LD Mike Baldassari, who has designed the theatrical lighting and concert scenes for a number of films including “Nine,” “Joyful Noise,” “Sex and the City 2” and more, was tasked with handling the live stage performances in this production. In his rig full of assorted lighting, he chose to include 4 High End Systems SHOWBEAM 2.5 automated luminaires. However, to run all the performances, he specified the High End Systems Road Hog Full Boar console for Programmer Paul Turner. Larry Thomas at Christie Lites supplied the theatrical lighting equipment for the film.
Baldassari needed to recreate concert lighting from 1987, so although he chose some new technology, such as the SHOWBEAM 2.5s, which were not around then, he hid the fixtures physically from the camera, allowing their beams to shine forth.
“I never turned on the LED ring on the SHOWBEAM 2.5s,” he said. “But I used them on the upstage floor in the arena/stadium sequence to make beams come over the back of the backline. The fixture bases are masked by the walls of the Marshall amps stacks. They’re featured specifically during the Journey song, ‘Don’t Stop Believin.’ “(seen at the 25 second mark in the trailer.
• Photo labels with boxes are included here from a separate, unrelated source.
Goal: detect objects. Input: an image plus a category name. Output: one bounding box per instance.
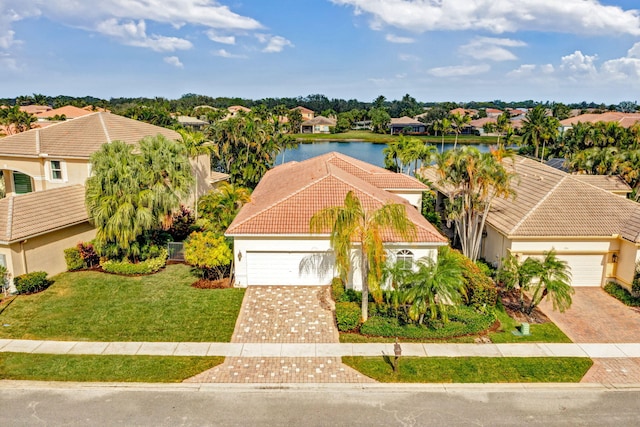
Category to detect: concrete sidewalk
[0,339,640,359]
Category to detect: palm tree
[450,113,471,149]
[309,191,415,321]
[404,246,467,323]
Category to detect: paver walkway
[540,287,640,384]
[185,286,375,383]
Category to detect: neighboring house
[389,116,427,135]
[35,105,93,121]
[0,185,96,278]
[176,116,209,131]
[424,156,640,286]
[300,116,336,133]
[292,106,315,121]
[226,152,447,288]
[560,111,640,132]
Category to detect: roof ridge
[509,175,578,234]
[6,196,15,241]
[225,169,330,233]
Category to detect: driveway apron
[185,286,375,383]
[540,287,640,384]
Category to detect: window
[13,172,33,194]
[396,249,413,270]
[50,160,62,181]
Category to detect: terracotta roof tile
[227,153,446,243]
[0,112,180,158]
[0,185,89,242]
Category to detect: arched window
[396,249,413,270]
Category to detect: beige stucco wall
[0,222,96,277]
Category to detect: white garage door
[247,251,335,286]
[558,255,605,286]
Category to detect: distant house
[225,152,448,289]
[389,116,427,135]
[300,116,336,133]
[424,156,640,287]
[292,106,315,121]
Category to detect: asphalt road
[0,382,640,426]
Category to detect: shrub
[101,249,168,276]
[64,247,84,271]
[331,277,344,302]
[13,271,52,294]
[451,251,498,311]
[336,302,362,332]
[604,282,640,307]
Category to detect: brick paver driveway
[540,287,640,343]
[540,287,640,384]
[186,286,375,383]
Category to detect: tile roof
[0,112,180,158]
[0,185,89,243]
[424,156,640,242]
[35,105,92,119]
[227,153,447,243]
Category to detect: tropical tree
[449,113,471,149]
[522,105,560,160]
[309,191,416,321]
[499,249,575,314]
[199,182,251,234]
[436,147,515,261]
[86,135,193,261]
[403,246,467,323]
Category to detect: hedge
[100,249,169,276]
[604,282,640,307]
[13,271,52,294]
[360,307,496,340]
[336,302,362,332]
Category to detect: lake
[276,141,504,167]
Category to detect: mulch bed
[191,277,232,289]
[498,289,550,324]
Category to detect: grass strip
[0,264,244,342]
[0,353,224,383]
[342,356,593,383]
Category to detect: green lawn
[0,353,224,382]
[0,264,244,342]
[294,130,520,144]
[342,357,593,383]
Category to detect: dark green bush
[101,249,168,276]
[604,282,640,307]
[360,307,496,340]
[331,277,344,302]
[336,302,362,332]
[64,247,84,271]
[13,271,52,294]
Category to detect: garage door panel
[247,251,335,286]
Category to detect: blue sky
[0,0,640,103]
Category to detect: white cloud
[256,34,293,53]
[206,30,236,44]
[427,64,491,77]
[213,49,246,58]
[460,37,527,61]
[164,56,184,68]
[331,0,640,36]
[560,50,598,75]
[385,34,415,44]
[96,18,193,52]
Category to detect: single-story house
[389,116,427,135]
[226,152,448,288]
[300,116,336,133]
[0,185,96,279]
[423,156,640,286]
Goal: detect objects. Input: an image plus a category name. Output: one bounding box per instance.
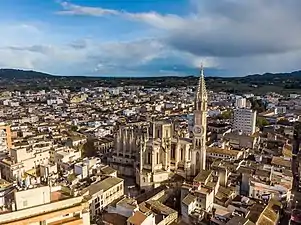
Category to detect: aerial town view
[0,0,301,225]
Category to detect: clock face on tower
[193,125,203,135]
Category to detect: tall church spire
[195,64,207,110]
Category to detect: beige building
[81,177,124,218]
[0,186,90,225]
[233,109,256,135]
[0,123,13,152]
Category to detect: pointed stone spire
[195,64,207,109]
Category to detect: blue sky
[0,0,301,76]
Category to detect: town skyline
[0,0,301,77]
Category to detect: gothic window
[147,152,152,164]
[195,152,201,173]
[170,145,176,159]
[181,148,184,161]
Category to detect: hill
[0,69,53,79]
[0,69,301,94]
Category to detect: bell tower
[192,66,208,175]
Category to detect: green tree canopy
[256,117,270,128]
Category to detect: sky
[0,0,301,77]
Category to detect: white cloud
[55,0,301,72]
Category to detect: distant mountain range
[0,69,301,94]
[0,69,53,79]
[0,69,301,81]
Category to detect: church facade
[109,68,207,189]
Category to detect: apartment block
[233,109,256,135]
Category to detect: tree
[277,118,291,126]
[248,98,267,113]
[71,125,78,131]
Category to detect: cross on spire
[196,63,207,103]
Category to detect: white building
[235,97,247,109]
[233,109,256,135]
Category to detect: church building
[109,68,208,190]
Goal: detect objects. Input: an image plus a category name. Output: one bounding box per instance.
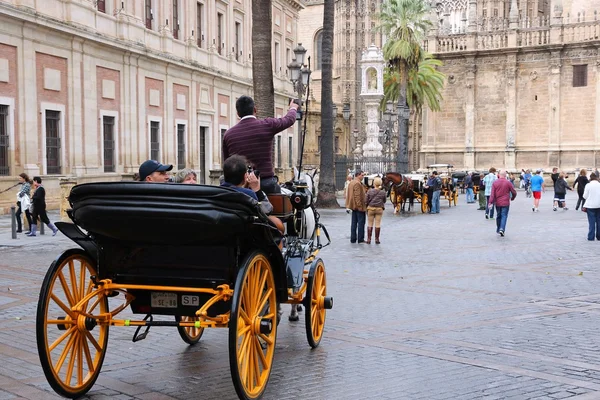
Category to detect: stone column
[464,57,477,169]
[548,51,562,166]
[504,54,517,170]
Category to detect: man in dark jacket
[27,176,58,236]
[223,96,298,194]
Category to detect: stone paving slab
[0,192,600,400]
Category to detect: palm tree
[317,0,339,208]
[252,0,275,118]
[381,53,446,113]
[379,0,431,172]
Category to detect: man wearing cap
[140,160,173,183]
[223,96,298,194]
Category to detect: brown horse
[383,172,415,214]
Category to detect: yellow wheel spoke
[48,326,77,353]
[54,332,77,374]
[84,331,102,352]
[81,340,95,374]
[57,271,76,307]
[69,260,80,302]
[50,293,75,319]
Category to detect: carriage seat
[69,182,267,245]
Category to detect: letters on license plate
[150,292,177,308]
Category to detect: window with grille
[217,13,224,55]
[46,110,61,175]
[150,121,160,161]
[177,124,185,169]
[173,0,179,39]
[196,3,204,47]
[102,116,115,172]
[277,136,281,168]
[198,126,206,185]
[288,137,294,168]
[573,64,587,87]
[0,104,10,176]
[146,0,154,29]
[235,22,242,61]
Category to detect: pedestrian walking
[483,167,498,219]
[15,173,31,235]
[477,172,487,211]
[346,171,367,243]
[552,172,573,211]
[27,176,58,236]
[489,171,517,236]
[573,168,590,210]
[582,173,600,240]
[531,169,546,212]
[465,172,475,204]
[366,177,387,244]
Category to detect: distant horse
[383,172,415,214]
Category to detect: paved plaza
[0,191,600,400]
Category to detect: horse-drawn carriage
[36,182,333,399]
[427,164,458,207]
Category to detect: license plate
[181,294,200,306]
[150,292,177,308]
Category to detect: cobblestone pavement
[0,191,600,400]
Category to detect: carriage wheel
[304,259,333,349]
[229,252,277,399]
[36,249,108,398]
[421,193,429,214]
[175,315,204,345]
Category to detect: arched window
[314,31,323,71]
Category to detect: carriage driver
[223,96,298,194]
[139,160,173,183]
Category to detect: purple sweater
[223,108,296,178]
[489,178,517,207]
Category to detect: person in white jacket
[582,173,600,240]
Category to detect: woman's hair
[373,177,383,189]
[175,168,198,183]
[19,172,31,183]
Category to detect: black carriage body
[68,182,287,316]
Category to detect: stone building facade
[0,0,304,212]
[420,0,600,170]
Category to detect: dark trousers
[260,176,281,194]
[575,193,585,210]
[587,208,600,240]
[496,206,510,233]
[15,201,31,231]
[32,208,50,225]
[350,210,367,243]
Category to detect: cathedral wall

Baldassari describes how the SHOWBEAM 2.5s carry a look throughout the end of the film using their twin-beam effect: “The song ‘Don't Stop Believin' ‘ is the finale of the picture. Dramaturgically, much of the story is wrapped up in that one iconic Journey song. Additionally, the song travels a great distance visually. It starts onstage at the Bourbon Room on the Sunset Strip, then transitions to an Arena, then to Dodger Stadium, where a helicopter shot picks up and carries us over the Hollywood Sign to the Sunset Strip where a Sky-Tracker sweeps the lens to end the film. I had to find a way for the lighting to carry across all of those elements - which when you consider the club-to-arena-to-stadium-to-helicopter journey - it's a lot of visual ground to cover, so it needed a big idea.
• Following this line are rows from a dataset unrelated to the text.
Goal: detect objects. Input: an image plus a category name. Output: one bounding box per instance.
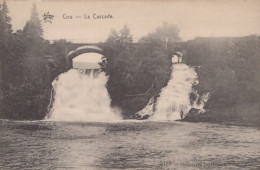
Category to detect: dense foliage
[183,35,260,123]
[100,23,179,118]
[0,1,69,119]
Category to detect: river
[0,120,260,170]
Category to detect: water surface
[0,121,260,169]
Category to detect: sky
[3,0,260,43]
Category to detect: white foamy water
[46,69,121,122]
[137,64,209,121]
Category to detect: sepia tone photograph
[0,0,260,170]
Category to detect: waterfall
[46,69,121,122]
[137,64,209,121]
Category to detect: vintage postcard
[0,0,260,170]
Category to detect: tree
[23,4,43,50]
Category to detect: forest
[0,1,260,124]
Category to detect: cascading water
[46,69,121,122]
[137,64,209,121]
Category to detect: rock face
[182,36,260,126]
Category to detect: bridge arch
[66,45,104,68]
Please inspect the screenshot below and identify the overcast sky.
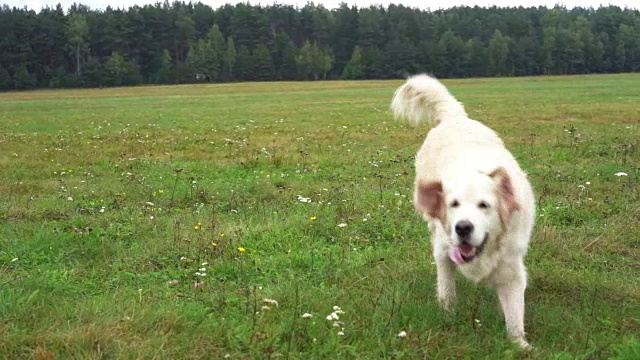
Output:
[5,0,640,11]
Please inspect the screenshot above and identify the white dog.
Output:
[391,75,535,348]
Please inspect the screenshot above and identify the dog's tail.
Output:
[391,74,467,126]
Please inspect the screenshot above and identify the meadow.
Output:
[0,74,640,359]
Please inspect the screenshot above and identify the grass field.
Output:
[0,74,640,359]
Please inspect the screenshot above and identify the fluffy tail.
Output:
[391,74,467,126]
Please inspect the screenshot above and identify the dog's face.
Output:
[415,168,518,264]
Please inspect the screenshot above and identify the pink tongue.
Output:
[449,244,475,265]
[449,246,464,265]
[460,244,474,256]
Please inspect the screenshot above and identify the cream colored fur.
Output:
[391,75,535,347]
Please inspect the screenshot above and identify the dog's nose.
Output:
[456,220,473,237]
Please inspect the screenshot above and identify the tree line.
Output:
[0,1,640,90]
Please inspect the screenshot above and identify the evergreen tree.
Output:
[234,45,253,80]
[67,13,89,77]
[207,24,226,79]
[342,45,365,79]
[157,49,175,84]
[252,44,275,80]
[0,66,13,90]
[223,36,237,79]
[487,29,510,76]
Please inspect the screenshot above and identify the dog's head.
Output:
[415,167,519,264]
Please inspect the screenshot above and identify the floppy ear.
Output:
[489,167,520,226]
[415,181,445,222]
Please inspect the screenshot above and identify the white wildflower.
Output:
[262,299,278,307]
[298,195,311,203]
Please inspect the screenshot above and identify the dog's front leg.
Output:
[496,280,530,349]
[434,253,456,311]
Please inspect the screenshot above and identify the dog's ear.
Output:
[489,167,520,226]
[415,181,444,221]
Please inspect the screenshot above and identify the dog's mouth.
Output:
[449,234,489,265]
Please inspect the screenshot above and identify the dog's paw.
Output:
[438,296,456,314]
[513,338,534,351]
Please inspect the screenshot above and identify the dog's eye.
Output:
[478,201,490,209]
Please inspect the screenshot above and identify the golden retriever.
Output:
[391,74,535,348]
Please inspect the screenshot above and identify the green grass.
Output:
[0,74,640,359]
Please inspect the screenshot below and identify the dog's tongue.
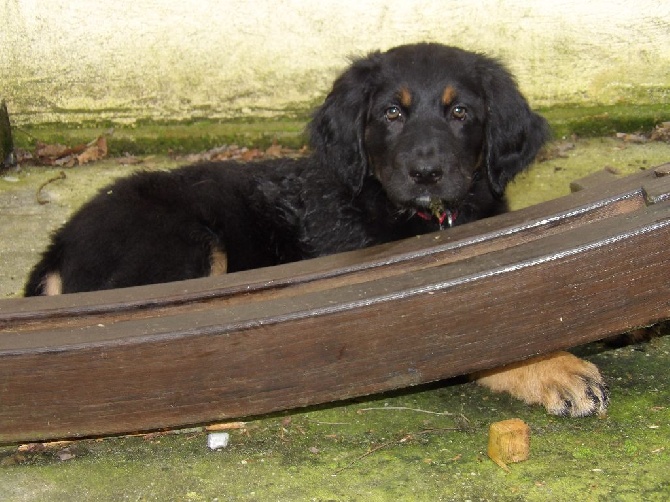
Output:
[416,199,458,229]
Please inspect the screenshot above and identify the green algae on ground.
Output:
[14,104,670,156]
[0,336,670,501]
[15,118,306,156]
“To do that, I started in the club with a gobo in the moving lights to create a multiple beam look. Very simple - just split beams coming out of the lights. Then, in the arena section, I had the same gobo created for the moving lights I was using in that part of the scene. As the camera pulls out toward the stadium shot, it reveals the SHOWBEAM 2.5s coming over the top of the Marshall Stacks - doing their signature ‘Twin Beam’ function and twirling. There is simply no other fixture that can do that, at the intensity needed, to make a difference in the big wide shot of an arena/stadium. Of course, there weren't twirling beams of light in 1987 - but that feature visually ties the lighting to the helicopter shot that takes us out of Dodger Stadium, over the top of the Hollywood Sign and to the beams of the Sky-Trackers on the Sunset Strip.”
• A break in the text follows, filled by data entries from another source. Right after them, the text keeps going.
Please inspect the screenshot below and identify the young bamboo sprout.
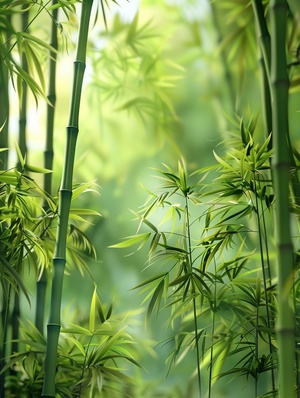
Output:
[270,0,295,398]
[42,0,93,397]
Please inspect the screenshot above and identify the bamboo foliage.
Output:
[42,0,93,397]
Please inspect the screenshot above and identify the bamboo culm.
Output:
[42,0,93,398]
[35,0,58,334]
[270,0,296,398]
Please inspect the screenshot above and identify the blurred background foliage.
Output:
[2,0,300,397]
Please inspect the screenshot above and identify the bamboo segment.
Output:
[35,0,58,334]
[270,0,296,398]
[252,0,272,140]
[42,0,93,397]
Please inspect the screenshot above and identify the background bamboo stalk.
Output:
[35,0,58,334]
[252,0,272,143]
[0,17,10,397]
[270,0,296,398]
[42,0,93,397]
[17,4,29,166]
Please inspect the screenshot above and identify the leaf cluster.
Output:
[2,288,138,398]
[113,118,276,394]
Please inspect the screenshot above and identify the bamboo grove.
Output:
[0,0,300,398]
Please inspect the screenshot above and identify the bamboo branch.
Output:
[35,0,58,334]
[42,0,93,398]
[270,0,296,398]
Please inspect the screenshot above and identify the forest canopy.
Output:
[0,0,300,398]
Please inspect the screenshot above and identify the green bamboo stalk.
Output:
[0,52,9,170]
[270,0,296,398]
[252,0,272,143]
[17,5,29,166]
[42,0,93,398]
[35,0,58,334]
[10,5,29,373]
[210,1,236,109]
[0,21,9,397]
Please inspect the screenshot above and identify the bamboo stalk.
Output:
[35,0,58,334]
[252,0,272,149]
[0,16,10,397]
[270,0,296,398]
[42,0,93,398]
[17,5,29,166]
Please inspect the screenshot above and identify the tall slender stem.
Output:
[185,194,202,398]
[42,0,93,398]
[270,0,296,398]
[35,0,58,334]
[252,0,272,143]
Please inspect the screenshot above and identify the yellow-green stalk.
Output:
[35,0,58,334]
[42,0,93,398]
[270,0,296,398]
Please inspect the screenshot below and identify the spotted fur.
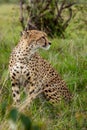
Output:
[9,30,71,103]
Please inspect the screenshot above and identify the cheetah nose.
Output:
[49,42,51,45]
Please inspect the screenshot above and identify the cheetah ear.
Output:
[21,30,29,38]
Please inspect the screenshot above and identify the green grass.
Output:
[0,4,87,130]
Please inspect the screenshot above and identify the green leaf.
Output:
[9,108,18,122]
[20,114,31,130]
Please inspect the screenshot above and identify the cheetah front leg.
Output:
[11,76,20,104]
He continues, “When I first came up with the idea, I asked the Gaffer, Tony ‘Nako’ Nakonechnyj, to please have Sky-Trackers working on the street next to the Bourbon Room for all of the exterior shots of the building. He liked the idea and made it happen. Additionally, in early conversations with the Director Adam Shankman, he wanted our version of the Sunset Strip to be a place where there's ‘an opening every night.’ We completely embraced the idea, and the SHOWBEAM 2.5s, with its twirling twin-beam, was perfect for part of the visual transition sequence.”
Baldassari chose the Road Hog Full Boar console for various reasons having to do with filming. “One of the most important things when designing a film is the continuity of the lighting take to take,” he explains. “If the lighting doesn’t match between takes, the director will have difficulty in the editing process - which for the most part, is months after principal photography has wrapped, so there’s no going back to get a shot where the lighting isn’t right. The Road Hog Full Boar works extremely well with timecode, so I worked with the Music Supervisor Matt Sullivan to make sure all of the mixes we were shooting to included timecode tracks. Additionally, my programmer Paul Turner is a master of editing shows with a timecode element.” He adds, “The other critical thing when it comes to work on film is the ability to change levels very quickly. Because of the ability of the Road Hog Full Boar’s Playback Wing, we were able to add many inhibitor subs to control small parts of the lighting system. If something was too bright to the camera, we could simply inhibit that part of the lighting system and not touch any of the cues.”